Sale la rabbia dei multati. Primo passo non pagare

Oltre 400 persone all’incontro per la class action contro le multe sull’ex Goitese. La Provincia di Brescia è disposta ad un incontro: ci sono gli estremi per il ricorso

MANTOVA. Erano presenti oltre 400 persone alla class action organizzata martedì sera al centro fiera di Montichiari (Bs), in seguito alla strage di contravvenzioni che ha visto coinvolti centinaia di residenti, pendolari, lavoratori dell’Alto Mantovano e della Bassa Bresciana (e non solo) sulla Sp BS236 (ex Goitese). Un numero che è andato ben oltre le aspettative: tuttavia c’è da dire che la portata della questione è talmente impattante che c’era da aspettarselo, tanto da giustificare lo spostamento repentino di sala per contenere i presenti.

È dunque emerso che durante l’estate la Provincia ha installato la cartellonistica verticale mancante, portando nei tratti che prima erano percorribili a 90 km orari, il limite dei 70. A settembre il velox è stato poi tarato ai 70 km orari. Tuttavia, dalle telefonate intercorse con Anas e Provincia di Brescia, non risulta riscontro documentale che Anas abbia prescritto, per il tratto incriminato, la velocità al ribasso. E questo è uno dei punti su cui si fonda la battaglia delle vittime dell’autovelox.

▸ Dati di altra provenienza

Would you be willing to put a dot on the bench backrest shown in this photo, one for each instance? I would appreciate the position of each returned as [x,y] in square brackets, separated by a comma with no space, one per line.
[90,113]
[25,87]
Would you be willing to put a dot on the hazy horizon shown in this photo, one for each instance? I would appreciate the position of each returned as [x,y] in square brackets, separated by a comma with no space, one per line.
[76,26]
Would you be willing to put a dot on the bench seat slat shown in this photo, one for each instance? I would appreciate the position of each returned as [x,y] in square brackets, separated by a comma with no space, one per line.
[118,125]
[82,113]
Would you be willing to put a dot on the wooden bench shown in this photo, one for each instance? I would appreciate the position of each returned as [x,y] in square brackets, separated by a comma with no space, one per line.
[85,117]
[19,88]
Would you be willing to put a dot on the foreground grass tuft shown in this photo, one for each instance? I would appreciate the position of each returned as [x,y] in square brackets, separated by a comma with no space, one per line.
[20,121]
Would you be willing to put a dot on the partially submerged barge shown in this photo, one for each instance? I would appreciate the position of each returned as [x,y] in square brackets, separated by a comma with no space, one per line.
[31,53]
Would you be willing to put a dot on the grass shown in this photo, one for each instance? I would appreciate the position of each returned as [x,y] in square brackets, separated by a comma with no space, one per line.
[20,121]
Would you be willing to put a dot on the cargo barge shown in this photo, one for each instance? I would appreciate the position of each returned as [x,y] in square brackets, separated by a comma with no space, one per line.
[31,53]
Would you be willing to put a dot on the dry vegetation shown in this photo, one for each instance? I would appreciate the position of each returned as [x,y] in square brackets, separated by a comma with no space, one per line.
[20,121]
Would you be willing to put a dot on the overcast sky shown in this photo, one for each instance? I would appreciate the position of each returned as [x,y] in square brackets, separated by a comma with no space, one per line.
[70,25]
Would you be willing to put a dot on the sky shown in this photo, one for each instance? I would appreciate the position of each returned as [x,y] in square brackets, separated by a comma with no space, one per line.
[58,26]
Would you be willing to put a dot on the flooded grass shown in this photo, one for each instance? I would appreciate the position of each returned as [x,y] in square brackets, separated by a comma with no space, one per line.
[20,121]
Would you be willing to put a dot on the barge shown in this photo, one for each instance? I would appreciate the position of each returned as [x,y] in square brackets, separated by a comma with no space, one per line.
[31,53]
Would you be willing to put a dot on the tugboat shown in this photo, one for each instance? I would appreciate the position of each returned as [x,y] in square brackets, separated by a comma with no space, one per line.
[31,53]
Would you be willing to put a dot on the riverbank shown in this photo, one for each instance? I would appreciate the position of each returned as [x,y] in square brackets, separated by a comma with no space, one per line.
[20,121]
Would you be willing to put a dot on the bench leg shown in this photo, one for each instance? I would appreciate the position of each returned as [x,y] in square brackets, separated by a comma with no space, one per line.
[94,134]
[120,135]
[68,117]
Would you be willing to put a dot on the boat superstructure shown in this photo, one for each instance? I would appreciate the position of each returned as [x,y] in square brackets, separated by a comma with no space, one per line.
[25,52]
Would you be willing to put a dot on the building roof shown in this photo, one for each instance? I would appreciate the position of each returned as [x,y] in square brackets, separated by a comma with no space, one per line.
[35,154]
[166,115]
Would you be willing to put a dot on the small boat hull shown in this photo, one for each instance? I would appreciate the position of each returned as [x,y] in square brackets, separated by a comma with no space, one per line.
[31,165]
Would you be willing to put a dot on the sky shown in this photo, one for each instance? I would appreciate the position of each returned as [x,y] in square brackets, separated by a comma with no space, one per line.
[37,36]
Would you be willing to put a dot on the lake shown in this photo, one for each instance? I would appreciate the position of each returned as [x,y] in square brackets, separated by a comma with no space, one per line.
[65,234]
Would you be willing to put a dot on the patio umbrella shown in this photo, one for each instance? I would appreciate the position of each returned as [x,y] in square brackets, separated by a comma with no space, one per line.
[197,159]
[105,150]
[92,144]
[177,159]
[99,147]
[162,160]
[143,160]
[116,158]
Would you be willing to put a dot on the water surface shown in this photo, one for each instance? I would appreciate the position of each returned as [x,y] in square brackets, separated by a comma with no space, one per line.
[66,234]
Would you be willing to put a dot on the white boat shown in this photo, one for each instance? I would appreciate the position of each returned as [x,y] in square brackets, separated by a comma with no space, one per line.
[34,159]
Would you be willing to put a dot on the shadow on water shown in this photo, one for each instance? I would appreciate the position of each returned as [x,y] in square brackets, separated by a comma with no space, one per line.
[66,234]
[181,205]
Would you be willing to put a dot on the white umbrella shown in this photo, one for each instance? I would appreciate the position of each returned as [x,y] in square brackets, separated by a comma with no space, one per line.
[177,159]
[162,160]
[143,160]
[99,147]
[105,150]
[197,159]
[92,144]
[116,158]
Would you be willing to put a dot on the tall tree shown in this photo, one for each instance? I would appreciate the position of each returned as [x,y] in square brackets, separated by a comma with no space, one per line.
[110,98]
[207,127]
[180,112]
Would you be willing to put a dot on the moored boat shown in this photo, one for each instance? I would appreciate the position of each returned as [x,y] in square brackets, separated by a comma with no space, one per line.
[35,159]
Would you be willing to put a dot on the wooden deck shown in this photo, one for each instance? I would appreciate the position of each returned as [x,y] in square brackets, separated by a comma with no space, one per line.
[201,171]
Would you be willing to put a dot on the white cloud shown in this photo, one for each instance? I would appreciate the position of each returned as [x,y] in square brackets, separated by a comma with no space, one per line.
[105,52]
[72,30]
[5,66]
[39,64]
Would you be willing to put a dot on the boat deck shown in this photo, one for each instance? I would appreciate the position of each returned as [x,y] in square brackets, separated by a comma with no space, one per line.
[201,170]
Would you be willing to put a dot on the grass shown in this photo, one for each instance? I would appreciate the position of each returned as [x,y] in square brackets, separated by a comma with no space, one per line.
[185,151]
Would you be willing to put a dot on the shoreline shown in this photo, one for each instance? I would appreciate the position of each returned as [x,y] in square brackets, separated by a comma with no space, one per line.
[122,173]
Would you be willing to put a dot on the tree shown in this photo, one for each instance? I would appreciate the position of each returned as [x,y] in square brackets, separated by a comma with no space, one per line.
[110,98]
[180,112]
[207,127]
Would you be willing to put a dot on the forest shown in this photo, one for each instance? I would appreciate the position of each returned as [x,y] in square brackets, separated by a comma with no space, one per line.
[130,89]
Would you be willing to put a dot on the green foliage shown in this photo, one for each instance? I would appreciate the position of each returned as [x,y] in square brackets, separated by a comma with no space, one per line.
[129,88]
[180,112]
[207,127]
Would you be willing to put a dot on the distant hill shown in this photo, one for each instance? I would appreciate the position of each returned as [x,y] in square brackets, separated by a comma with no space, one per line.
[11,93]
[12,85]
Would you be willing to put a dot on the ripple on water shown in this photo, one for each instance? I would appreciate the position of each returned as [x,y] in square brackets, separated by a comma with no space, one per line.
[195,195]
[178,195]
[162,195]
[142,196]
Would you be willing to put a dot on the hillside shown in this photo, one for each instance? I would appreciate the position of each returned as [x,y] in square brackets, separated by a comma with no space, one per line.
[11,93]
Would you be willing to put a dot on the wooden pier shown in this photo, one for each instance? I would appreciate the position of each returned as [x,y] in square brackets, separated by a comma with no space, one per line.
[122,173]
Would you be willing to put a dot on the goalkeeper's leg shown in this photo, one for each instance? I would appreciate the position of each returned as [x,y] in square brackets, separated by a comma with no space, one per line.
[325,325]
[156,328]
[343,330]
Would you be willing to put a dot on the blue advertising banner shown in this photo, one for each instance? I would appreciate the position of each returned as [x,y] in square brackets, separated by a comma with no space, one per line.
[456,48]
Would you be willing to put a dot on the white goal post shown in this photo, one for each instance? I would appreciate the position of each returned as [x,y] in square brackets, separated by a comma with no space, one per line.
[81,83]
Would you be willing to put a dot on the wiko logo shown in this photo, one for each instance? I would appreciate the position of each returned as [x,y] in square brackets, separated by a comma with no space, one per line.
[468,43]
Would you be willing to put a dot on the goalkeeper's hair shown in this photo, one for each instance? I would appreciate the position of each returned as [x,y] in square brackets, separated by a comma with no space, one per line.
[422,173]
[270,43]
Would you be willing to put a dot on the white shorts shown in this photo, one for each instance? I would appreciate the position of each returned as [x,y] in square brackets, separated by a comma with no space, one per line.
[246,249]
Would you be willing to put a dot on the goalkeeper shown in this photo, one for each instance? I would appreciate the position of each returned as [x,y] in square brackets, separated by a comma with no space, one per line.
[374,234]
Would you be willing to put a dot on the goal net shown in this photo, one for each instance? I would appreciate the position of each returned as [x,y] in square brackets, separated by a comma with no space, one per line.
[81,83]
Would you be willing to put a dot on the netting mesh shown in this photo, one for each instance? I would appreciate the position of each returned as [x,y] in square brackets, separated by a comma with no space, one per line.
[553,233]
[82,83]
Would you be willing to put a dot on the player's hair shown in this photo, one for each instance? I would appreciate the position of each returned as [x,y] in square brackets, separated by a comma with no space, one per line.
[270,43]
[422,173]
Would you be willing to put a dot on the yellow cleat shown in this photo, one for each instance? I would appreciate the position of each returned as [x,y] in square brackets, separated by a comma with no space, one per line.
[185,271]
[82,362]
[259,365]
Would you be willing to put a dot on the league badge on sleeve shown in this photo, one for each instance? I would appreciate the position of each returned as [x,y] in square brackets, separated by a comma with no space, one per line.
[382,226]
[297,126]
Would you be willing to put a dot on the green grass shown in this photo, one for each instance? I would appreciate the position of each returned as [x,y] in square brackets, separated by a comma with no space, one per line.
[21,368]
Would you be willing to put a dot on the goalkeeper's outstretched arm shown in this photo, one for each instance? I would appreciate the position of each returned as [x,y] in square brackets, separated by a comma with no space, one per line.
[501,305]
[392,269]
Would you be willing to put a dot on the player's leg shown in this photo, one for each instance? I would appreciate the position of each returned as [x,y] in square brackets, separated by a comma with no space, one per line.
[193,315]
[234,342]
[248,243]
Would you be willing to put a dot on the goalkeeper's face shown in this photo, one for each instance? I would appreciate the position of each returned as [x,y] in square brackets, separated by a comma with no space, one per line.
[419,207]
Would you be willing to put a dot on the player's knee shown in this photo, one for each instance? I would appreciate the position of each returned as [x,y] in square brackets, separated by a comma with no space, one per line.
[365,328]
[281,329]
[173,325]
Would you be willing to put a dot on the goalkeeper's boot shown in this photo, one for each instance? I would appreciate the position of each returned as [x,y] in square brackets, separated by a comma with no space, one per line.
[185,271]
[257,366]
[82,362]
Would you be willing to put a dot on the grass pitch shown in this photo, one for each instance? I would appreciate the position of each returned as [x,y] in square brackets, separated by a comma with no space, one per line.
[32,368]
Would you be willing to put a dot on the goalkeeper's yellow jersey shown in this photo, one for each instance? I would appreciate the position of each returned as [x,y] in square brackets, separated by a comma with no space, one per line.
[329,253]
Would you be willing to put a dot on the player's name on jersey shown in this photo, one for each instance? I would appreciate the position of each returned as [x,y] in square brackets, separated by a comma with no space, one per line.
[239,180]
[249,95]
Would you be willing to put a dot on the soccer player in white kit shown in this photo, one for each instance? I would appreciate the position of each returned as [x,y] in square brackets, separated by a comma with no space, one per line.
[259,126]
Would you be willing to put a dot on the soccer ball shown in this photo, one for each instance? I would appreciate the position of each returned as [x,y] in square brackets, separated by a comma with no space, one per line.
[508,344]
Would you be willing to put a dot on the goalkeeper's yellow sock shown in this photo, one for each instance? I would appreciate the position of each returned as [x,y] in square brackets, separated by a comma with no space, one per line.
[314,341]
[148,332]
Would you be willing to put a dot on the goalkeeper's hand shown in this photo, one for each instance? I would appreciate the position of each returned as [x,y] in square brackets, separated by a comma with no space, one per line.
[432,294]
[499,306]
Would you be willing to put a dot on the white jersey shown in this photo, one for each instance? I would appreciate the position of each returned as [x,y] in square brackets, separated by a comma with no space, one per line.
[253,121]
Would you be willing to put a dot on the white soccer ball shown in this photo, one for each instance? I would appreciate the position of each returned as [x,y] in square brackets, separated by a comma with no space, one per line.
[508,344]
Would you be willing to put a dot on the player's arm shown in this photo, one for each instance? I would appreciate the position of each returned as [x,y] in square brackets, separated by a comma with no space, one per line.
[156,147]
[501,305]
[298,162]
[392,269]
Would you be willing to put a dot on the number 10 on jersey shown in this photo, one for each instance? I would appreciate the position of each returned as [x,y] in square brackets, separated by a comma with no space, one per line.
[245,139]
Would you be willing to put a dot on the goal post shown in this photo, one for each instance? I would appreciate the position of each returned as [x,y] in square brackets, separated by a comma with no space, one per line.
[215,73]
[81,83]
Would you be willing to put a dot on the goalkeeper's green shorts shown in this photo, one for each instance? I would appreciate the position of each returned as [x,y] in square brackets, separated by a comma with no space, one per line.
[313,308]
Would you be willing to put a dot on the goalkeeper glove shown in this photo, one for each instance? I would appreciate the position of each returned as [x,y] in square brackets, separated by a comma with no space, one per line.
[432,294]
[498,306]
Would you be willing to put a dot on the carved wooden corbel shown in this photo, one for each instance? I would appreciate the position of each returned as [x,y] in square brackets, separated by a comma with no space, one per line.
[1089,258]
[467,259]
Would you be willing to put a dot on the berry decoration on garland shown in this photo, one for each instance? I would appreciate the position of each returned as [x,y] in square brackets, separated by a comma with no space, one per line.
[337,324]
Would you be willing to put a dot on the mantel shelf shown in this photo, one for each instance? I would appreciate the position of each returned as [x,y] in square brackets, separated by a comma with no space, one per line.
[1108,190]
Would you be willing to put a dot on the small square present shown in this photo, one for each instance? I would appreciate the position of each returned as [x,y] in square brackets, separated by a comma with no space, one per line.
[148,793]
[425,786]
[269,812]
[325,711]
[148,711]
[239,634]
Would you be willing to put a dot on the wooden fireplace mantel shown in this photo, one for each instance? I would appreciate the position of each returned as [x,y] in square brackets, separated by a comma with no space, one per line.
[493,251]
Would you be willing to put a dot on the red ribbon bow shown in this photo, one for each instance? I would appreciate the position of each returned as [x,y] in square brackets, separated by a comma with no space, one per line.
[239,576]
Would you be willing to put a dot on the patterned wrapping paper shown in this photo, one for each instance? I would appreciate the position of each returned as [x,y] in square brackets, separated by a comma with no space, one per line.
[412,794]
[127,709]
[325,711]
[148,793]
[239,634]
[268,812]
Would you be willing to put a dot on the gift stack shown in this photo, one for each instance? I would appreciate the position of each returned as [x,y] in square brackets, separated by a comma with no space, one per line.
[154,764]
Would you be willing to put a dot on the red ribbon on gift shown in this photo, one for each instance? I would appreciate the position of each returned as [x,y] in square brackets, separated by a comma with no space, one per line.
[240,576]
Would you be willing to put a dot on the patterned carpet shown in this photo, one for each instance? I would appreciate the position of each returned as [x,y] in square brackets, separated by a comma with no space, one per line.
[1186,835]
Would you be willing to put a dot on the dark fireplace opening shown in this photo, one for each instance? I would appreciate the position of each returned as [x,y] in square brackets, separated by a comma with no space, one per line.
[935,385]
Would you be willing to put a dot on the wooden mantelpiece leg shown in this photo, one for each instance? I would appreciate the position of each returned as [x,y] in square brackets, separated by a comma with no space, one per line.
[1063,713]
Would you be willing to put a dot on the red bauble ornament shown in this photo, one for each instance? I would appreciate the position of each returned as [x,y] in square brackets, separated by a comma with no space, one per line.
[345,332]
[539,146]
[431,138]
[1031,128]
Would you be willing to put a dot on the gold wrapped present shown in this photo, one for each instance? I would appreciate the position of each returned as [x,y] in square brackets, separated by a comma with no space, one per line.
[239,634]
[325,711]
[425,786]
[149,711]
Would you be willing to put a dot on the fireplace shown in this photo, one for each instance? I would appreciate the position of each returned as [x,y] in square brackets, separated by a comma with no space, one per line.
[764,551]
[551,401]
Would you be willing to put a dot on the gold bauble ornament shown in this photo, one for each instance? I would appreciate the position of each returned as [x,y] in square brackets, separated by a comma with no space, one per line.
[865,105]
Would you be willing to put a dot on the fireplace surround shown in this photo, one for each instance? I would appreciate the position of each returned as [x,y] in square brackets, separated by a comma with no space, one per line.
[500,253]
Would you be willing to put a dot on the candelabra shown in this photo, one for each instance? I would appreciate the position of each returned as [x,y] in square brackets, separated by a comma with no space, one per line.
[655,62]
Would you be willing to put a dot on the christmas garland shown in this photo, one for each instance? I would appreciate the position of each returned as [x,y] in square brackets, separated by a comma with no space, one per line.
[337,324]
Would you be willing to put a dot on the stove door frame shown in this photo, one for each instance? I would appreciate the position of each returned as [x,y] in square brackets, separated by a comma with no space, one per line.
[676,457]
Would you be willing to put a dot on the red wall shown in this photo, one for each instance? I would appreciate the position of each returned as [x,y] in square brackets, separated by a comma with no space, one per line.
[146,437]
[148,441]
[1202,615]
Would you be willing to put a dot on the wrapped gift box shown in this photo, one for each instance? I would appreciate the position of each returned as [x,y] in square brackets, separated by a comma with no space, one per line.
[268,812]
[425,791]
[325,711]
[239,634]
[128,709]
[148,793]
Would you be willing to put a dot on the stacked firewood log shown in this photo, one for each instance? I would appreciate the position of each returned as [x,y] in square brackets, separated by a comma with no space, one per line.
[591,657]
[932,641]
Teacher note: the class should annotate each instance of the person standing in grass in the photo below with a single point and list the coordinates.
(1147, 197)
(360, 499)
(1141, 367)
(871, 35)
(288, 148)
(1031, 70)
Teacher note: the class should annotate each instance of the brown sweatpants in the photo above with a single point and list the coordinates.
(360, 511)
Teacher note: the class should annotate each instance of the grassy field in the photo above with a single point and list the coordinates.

La serata è iniziata con Maurizio Buonocore - fra i promotori dell’incontro nonché gestore della pagina Facebook “Quelli della multa Sp 236 Goitese”, gruppo salito a quasi 2.000 membri in pochi giorni -, il quale ha illustrato le motivazioni dell’adesione al comitato spontaneo, attraverso la compilazione di un apposito modulo (le persone interessate possono scrivere via mail a comitatomulta236@gmail.com). Sul fronte delle possibili soluzioni, l’avvocato Nicola Mazzocca ha spiegato come vi siano in realtà due opzioni. La prima è quella di unirsi, cercando di raggiungere il maggior numero di adesioni possibili, al fine di ottenere un incontro con la Provincia di Brescia per discutere il caso. La seconda invece, rimane il ricorso individuale nel termine di 30 giorni al giudice di pace oppure di 60 al prefetto.

Rocco Greco ha poi analizzato i diversi profili su cui lo si potrebbe fondare. Alcuni, risultano sostenibili: «Gli estremi per il ricorso ci sono, come ci sono anche gli estremi per discutere sulla legittimità delle contravvenzioni con la pubblica amministrazione».

Al termine della serata, il vicepresidente della Provincia di Brescia, Alessandro Mattinzoli, ha comunicato telefonicamente la volontà di fissare un incontro con l’amministrazione provinciale ed i funzionari.

Numerosissimi gli interventi da parte dei tanti ‘trasgressori’ alcuni di loro seriali e con all’attivo anche 50 sanzioni (nel periodo 1 settembre-15 ottobre, manca ancora il periodo dal 16 ottobre ad oggi) per i quali, oltre al dispendio economico, scatta la decurtazione dei punti dalla patente. Per questo, il neo comitato chiede di limitare la sottrazione dei punti riferiti alla prima sanzione. Infine, l’invito è quello di aspettare a pagare le multe, poiché questo potrebbe rappresentare un “messaggio di resa” nell’ottica in cui «l’unione fa la forza!».

Ma, ovviamente, le proposte scaturite nella pagina Facebook sono tantissime, compresa quella di contattare programmi televisivi per dare visibilità alla protesta. Il velox in questione nel territorio di Montichiari intanto è ancora inattivo, dopo che alcuni ignoti lo hanno danneggiato nella notte di lunedì.